The Robbie Savage Strictly Hairbrushing award for male grooming, a £100 Estée Lauder voucher presented by Liz and Shane Hurley, nearly went to Wayne Rooney. He revealed his new look by tweeting a picture of a blooded scalp with the immortal phrase, ‘Hi all there’s my head’. Arsenal’s Mikel Arteta is a man who knows a thing or two about hair gel. For surviving a year’s worth of football without a hair on his head ever moving from the perfect matinee idol position, the honour is all his.


The Corinthian Spirit award is much prized in the genteel world of cricket. A mention in despatches for M.S. Dhoni and his Indian team, who snatched survival from the jaws of almost certain lynching at Edgbaston by letting Ian Bell off the hook in the most ridiculous run-out ever. The chaps at Test Match Special put it into words rather milder than those used by the crowd: ‘That is an incident that could well cause an issue.’ Bell, of course, absolutely had it coming, but that’s not the point.

The award has to go to two great sportsmen from Port Vale. Back in February, struggling manager Jim Gannon and his assistant Geoff Horsfield didn’t necessarily see eye to eye over a few pre-match preparations, which livened up the team bus trip to Aldershot. First Gannon stormed off at one service station. Then Horsfield upped and went at the next stop-off. Happy days. Still, they patched things up and bagged a 2-1 away win to boot.

The Jonny Wilkinson award for dedication and preparation could well have gone to Jonny himself this year. After a long career spent tirelessly kicking on cold training grounds when all others were safe in the bar downing pints, brawling and hurling dwarfs, Jonny found a way to improve even his preparations — carrying his favoured ball around the World Cup from game to game. Sadly it doesn’t qualify as it was found to be both completely illegal and completely mad.

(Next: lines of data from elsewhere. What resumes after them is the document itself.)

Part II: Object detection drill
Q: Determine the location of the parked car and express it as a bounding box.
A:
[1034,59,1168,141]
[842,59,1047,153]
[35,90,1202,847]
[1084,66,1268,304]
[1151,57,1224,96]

So the winner is Mario Balotelli. In future, he will be always be fêted for his Moneyball-style attention to the finer points of match preparation. Take his work before the Manchester derby. As United loomed large, how better to prepare than a firework display with chums? Only they launched the rockets from the bathroom, at 1 a.m., out the window. One is thought to have fallen on to a pile of towels and the rest — well, it was a £400,000 repair bill and a chapter in the rich history of the Cheshire Fire Service. But then he scored two in the 6-1 win at Old Trafford, and bagged a role as a local firework safety ambassador, so who are we to argue?

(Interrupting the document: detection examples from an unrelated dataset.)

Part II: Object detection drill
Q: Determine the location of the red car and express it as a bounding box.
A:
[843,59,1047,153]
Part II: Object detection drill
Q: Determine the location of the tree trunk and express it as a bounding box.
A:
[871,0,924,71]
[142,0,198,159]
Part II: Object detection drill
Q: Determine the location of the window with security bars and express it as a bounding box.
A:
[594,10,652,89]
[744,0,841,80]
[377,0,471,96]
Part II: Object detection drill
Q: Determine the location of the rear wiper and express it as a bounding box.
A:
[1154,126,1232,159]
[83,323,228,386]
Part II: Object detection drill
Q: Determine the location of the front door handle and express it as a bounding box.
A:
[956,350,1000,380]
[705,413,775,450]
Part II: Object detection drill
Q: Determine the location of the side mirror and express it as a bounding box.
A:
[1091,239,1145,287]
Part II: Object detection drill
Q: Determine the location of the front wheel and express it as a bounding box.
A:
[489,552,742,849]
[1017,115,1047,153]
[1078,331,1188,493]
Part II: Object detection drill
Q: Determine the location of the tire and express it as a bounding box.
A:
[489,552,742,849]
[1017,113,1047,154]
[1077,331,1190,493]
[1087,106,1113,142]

Finally, the highlight of the night, the John Terry family values award, has been hotly contested over the past 12 months. Mike Tindall found himself welcomed into the bosom of a new close-knit bunch. No, not the Dwarf Advocacy Association, nor the Queens-town Social Club, but the Windsors, and he took his place alongside his new wife’s grandfather as a cultural ambassador to the Commonwealth.

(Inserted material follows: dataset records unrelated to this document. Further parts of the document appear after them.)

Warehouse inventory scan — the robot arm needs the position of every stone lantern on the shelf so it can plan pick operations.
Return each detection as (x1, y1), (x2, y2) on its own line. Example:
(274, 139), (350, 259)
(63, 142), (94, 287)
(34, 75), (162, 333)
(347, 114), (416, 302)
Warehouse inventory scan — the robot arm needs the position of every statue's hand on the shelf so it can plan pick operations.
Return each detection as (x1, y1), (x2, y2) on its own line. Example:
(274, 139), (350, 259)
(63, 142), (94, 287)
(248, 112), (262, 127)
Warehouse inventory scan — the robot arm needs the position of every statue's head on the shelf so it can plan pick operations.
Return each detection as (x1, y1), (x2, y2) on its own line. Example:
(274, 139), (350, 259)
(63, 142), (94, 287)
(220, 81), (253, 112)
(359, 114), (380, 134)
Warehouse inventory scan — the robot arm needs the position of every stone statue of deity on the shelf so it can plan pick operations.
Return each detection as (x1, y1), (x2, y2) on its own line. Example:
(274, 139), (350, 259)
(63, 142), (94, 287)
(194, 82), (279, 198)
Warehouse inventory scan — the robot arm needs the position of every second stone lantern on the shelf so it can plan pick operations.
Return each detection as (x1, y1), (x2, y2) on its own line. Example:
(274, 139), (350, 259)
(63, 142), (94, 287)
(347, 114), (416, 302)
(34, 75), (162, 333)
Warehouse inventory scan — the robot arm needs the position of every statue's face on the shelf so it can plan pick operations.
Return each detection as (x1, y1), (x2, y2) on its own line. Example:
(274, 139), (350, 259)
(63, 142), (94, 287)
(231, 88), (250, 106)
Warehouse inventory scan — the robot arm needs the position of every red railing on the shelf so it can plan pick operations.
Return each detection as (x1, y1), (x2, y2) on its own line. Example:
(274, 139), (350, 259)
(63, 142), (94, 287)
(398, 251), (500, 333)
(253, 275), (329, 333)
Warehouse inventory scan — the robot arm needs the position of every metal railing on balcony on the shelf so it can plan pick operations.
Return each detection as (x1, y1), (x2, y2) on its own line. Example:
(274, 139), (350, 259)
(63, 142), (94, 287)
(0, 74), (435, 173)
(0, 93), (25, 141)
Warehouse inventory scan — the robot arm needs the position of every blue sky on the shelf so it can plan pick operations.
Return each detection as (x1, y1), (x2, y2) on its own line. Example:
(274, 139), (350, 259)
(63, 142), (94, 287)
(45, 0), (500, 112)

But the family that brawls together stays together, and for a sporting hero who truly punched above his weight in 2011, we need look no further than Lucien Harinordoquy. His moment of fame came when his son, Imanol, the French No. 8 since time began and not the kind who typically struggles to look after himself, became involved in the inevitable scrap between local rivals Biarritz and Bayonne at the Aguilera stadium (no relation to Christina).

Not wishing to see anything untoward happen to his 17-stone, 6ft4 offspring, the 68-year-old ran on to the field of play to help out. He took a few swings but was brought to the ground by the kind of tackle that might have left Manu Tuilagi in need of a hip replacement. Bless him though, M. Harinordoquy Snr was escorted off the pitch, entirely unruffled, without so much as an adjustment of his specs. A man who truly put the Basque into basket case, and also the proud winner of this column’s Sporting Hero of the Year.

His son, incidentally, was once quoted as saying: ‘As long as we beat England, I won’t mind if we lose every other game. The only memories I have of England and the English are unpleasant ones. I have decided to adopt the same attitude as them. I despise them as much as they despise everybody else.’ Bring on 2012, and the Six Nations, eh?

Roger Alton is an executive editor of the Times.